• Women
  • September 30, 2007
  • 4 minutes read

Would Democracy in Morocco be a Good Thing?

Would Democracy in Morocco be a Good Thing?

Last week, some of you may have read the piece I co-wrote with Jeb Koogler on the “myth of Moroccan democracy.” Michael Van Der Galien posted a quick response where he expresses the concern that “[Shadi and Jeb] seem to assume that full democratization is in the interest of the Moroccan people, and in that of the West. The question whether or not this is true, however, remains.” Yes, the question for better or worse (probably worse) remains. I have given my own answer in past articles, including here, here, and here, where I lay out the case that Middle East democracy is in the long-term strategic interest of the West (to say nothing of the moral component).

Van Der Galien goes on to make the following claim, which strikes me as not a very nice thing to say about Moroccans (and, by extension, Arabs and Muslims):

I don’t believe that full democracy is in Morocco”s best interest, nor in the best interest of the West. A large part of the Moroccan people is uneducated and socially extremely conservative (read strict, strict Muslims). They barely know how to take care of their own family. Should people like that be allowed to determine the fate of an entire country?
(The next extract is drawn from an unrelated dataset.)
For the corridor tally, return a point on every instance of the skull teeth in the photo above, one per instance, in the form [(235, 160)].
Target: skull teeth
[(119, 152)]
Jeb Koogler, my co-author, has already ably responded to Van Der Galien here. A few additional comments, though, are in order. Yes, people like that should be allowed to determine the fate of an entire country. The American people voted for Bush two times (or maybe just once), but that doesn’t disqualify them from voting. People have the right to make the wrong choice, and such a right – as a matter of principle – must be unwaveringly protected. Moreover, democracies where the populace is largely poor or uneducated aren’t limited to the Middle East. In fact, it’s probably more of a problem in many emerging African, Latin American, and Asian democracies (India being the most obvious example), where the economic situation and the sheer level of economic inequality is considerably higher than it is in the Middle East.

The crux of Van Der Galien’s argument, however, is this: “What the West should push for are: support for its own agenda and interests; resistence of terrorism and extremism; respect for human rights. We are best served with stability, not with Islamists ruling in the name of democracy.” This line of argument could not be more wrong. The West has been pushing for “its own agenda and interests” in the Middle East for the last five decades, and that hasn’t worked out too well, has it? After all, it was this Middle East – the one where we opted for “stability” over democracy – that produced the rise of jihadism and salafism, and gave us 9/11. In short, the kind of policy Van Der Galien would like to see is the kind of policy which has made the region the veritable powder keg it is today. Not only do Arabs suffer the consequences; we suffer them as well.